Wenn wir uns hier die konkrete Gewichtung der DOW-Aktien betrachten, sehen wir auch, welche absurden Konsequenzen das hat. Der höchst gewichtete Wert ist nun Boeing, der zweite ist Goldman Sachs mit 96 Milliarden Marktkapitalisierung. General Electric oder Pfizer aber, mit trotz der Krise immer noch 165 Milliarden Marktkapitalisierung bei GE und 217 bei Pfizer doppelt so groß und viel repräsentativer, haben nur einen Bruchteil der Bedeutung im DOW mit je unter einem Prozent. Warum? Erneut, nur weil die Zahl auf dem Kurszettel kleiner ist.

Absurd? Ja das ist es und deshalb ist der DOW „obskur“, ein Anachronismus und völlig unbrauchbar als Index. Den vergessen wir einfach. Fast …

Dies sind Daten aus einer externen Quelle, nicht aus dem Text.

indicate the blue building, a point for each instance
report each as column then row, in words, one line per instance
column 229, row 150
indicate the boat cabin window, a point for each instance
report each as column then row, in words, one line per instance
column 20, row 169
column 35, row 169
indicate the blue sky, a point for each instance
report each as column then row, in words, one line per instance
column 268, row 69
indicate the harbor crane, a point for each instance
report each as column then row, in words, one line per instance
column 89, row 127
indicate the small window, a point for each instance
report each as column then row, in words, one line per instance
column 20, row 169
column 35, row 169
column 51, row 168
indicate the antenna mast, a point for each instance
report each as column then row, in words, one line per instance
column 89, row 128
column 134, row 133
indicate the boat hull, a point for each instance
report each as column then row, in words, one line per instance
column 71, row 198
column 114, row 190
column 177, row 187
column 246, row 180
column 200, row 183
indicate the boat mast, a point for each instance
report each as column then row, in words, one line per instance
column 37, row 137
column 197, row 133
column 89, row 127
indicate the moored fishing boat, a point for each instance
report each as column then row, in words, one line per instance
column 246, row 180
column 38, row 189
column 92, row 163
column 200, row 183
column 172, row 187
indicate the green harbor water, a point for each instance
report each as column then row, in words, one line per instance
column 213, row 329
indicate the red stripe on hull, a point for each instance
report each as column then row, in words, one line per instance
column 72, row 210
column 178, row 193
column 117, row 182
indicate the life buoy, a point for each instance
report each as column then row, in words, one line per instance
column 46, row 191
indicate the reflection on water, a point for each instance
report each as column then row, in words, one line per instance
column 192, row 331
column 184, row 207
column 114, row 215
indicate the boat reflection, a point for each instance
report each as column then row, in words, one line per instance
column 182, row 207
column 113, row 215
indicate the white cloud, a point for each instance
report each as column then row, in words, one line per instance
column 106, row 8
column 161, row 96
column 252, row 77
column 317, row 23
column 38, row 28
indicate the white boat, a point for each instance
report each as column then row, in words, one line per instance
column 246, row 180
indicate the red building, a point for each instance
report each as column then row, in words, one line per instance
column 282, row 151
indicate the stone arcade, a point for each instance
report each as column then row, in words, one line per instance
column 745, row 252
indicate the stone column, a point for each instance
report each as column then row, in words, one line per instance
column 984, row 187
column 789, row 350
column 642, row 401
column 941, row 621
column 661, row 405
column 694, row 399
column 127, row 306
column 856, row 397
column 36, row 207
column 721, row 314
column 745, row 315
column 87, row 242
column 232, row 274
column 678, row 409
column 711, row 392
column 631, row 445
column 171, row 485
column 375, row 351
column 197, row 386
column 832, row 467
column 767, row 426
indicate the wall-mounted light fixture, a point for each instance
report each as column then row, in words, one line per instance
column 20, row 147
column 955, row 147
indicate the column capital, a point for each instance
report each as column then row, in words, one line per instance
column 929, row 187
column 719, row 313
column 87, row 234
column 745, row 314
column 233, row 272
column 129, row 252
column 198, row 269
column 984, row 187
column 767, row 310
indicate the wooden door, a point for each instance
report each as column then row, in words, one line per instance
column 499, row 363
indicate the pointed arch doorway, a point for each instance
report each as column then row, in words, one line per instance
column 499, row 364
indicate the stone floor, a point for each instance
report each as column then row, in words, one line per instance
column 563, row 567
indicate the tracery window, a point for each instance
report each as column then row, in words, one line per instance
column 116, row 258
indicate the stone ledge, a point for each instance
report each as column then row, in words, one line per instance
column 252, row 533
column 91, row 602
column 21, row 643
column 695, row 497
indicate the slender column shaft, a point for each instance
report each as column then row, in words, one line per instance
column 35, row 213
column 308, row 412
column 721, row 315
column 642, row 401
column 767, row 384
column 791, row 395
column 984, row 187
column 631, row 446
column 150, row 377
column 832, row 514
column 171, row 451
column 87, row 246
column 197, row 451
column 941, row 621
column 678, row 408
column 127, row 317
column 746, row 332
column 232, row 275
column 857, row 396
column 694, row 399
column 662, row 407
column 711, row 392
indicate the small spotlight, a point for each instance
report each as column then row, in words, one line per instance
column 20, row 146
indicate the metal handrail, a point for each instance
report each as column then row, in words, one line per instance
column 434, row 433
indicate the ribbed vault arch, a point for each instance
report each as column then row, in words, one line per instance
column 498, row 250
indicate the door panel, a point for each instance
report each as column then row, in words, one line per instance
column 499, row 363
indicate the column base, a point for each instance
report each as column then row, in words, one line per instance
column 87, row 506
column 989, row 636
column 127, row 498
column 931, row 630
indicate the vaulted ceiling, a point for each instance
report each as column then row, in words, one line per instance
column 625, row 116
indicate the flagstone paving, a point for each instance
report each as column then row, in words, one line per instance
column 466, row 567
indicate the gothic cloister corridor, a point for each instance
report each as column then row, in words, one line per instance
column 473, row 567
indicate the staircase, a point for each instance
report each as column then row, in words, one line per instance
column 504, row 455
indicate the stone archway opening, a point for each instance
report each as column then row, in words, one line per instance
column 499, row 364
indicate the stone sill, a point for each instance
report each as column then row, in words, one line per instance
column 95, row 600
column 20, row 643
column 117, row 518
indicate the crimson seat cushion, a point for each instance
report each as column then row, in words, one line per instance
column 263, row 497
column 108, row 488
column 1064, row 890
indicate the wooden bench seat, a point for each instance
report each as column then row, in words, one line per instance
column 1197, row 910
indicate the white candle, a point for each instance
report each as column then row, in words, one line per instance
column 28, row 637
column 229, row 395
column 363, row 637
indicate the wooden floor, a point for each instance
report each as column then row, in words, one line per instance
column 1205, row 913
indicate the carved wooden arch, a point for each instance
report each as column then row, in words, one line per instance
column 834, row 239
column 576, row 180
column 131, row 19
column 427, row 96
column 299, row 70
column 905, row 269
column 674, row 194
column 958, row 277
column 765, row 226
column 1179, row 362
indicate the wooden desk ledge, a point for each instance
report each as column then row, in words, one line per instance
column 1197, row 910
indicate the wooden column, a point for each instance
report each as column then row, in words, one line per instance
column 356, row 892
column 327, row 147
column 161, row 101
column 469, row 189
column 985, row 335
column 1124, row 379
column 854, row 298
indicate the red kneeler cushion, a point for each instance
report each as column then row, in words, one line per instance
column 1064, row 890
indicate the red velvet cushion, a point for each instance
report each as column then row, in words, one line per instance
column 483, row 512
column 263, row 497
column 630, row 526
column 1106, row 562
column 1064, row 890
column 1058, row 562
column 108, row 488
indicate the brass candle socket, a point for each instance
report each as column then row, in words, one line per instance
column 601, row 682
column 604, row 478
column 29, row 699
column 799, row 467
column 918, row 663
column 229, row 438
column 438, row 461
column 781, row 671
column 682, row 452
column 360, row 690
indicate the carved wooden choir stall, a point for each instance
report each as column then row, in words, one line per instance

Denn dummerweise wird er immer noch beobachtet. Gerade für die Mainstream-Presse, also die Berichte, die außerhalb der Börsen-Community gelesen werden, ist der DOW immer noch *der* zentrale Index und es gibt nach wie vor eine Reihe von Derivaten und ETFs auf ihn. Und deshalb hat er weiter Bedeutung, eben weil er beobachtet wird. Wie oft haben Sie die letzten Jahre von DOW 20.000 oder DOW 25.000 gehört? Genau genommen, war jede Meldung eine zu viel, denn diese Zahl und dieser Index ist völlig ohne Aussage.

Und deshalb sprechen wir bei Mr-Market nicht über dieses merkwürdige, historische Konstrukt. Der S&P500 ist der weltweite Leitindex, der mit seinen 500 größten US Aktien ein getreues Abbild der US Märkte liefert. Übrigens, vom S&P500 gibt es auch eine „Performance Index“ Variante, die heißt dort „S&P 500 Total Return Index“. Nur die beachtet kaum jemand, der S&P500 hat es wohl nicht nötig, sich weiter aufzuplustern.

Ich hoffe ich konnte ein wenig zur Erhellung beitragen.